Why did Damar Hamlin stay away from one question when asked by Michael Strahan?
Opinion: How dangerous is football?

How Dangerous is football?

In today’s age of awareness about concussions and head injuries, as well as the startling incident with Damar Hamlin, some people are wondering if football is a dangerous sport.  Many parents are concerned about their son’s safety.  This is reflected in declining youth football participation numbers, which is a very real problem for the future of football.  

It is true that football is not the safest sport in the world.  It is a contact sport.  Bodies contacting and flying through the air together at high speeds is inevitable.  Still, it’s important to remember that serious injuries are rare.  Strains, sprains, and bruises account for 75 percent of injuries.  Concussions and fractures account for just 15 percent of the total.

From my perspective, there are sports that are far more dangerous than football.

My other passion – racing (preferably on dirt) – is dangerous.  At every race in America, right before the national anthem, someone prays for the safety of the drivers.  It is the only sport where this occurs every single night.  

They pray because the drivers are assuming a huge risk in getting inside those vehicles.  Even though the drivers are locked in and don’t let the chance of harm get inside their minds, the risk of injury or death is tremendous.  In every discipline of racing there have been fatalities, sometimes every year.  Just three weeks ago a driver died at a Lawrenceburg, Indiana dirt track during qualifying after contact with the wall.  I have seen instances where drivers had to be extracted from their vehicles and airlifted to the hospital, just because there is so much thinly-protected space in the cockpit.  In certain dirt divisions, like sprint cars, the cars are designed to flip in order to reduce energy.

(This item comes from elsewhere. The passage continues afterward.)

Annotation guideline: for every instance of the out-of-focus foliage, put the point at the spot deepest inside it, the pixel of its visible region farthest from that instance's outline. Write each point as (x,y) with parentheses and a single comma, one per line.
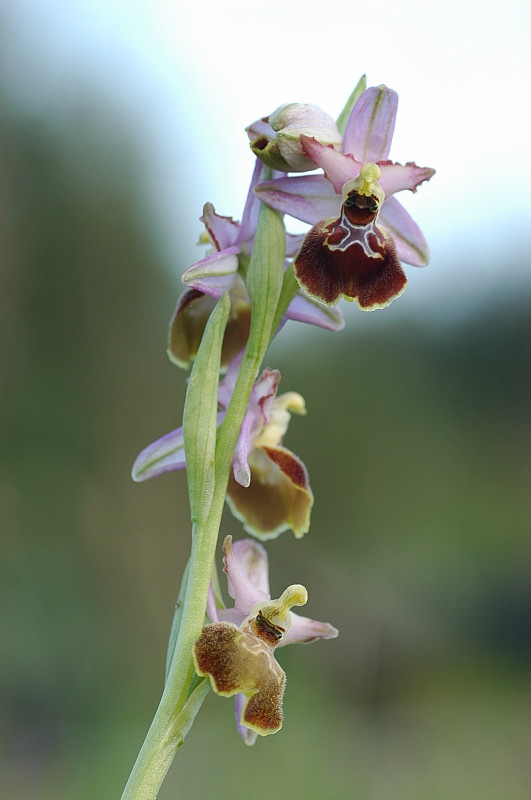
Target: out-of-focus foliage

The Indianapolis 500, right in my backyard, is this week.  Seventy-three people have died at IMS. The open-wheel cars they race are incredibly fast, but also dangerous.  Alex Palou, who will start on the pole, drove 234 MPH during his qualifying session last weekend.  If you haven’t been to Indy before and stood in the pits and watched them fly right by you, it’s hard to comprehend how fast that is (and also exhilarating to watch).

So, yes, there are some risks in football.  But compared to other sports those risks are relatively minute.  It isn’t an inherently dangerous sport.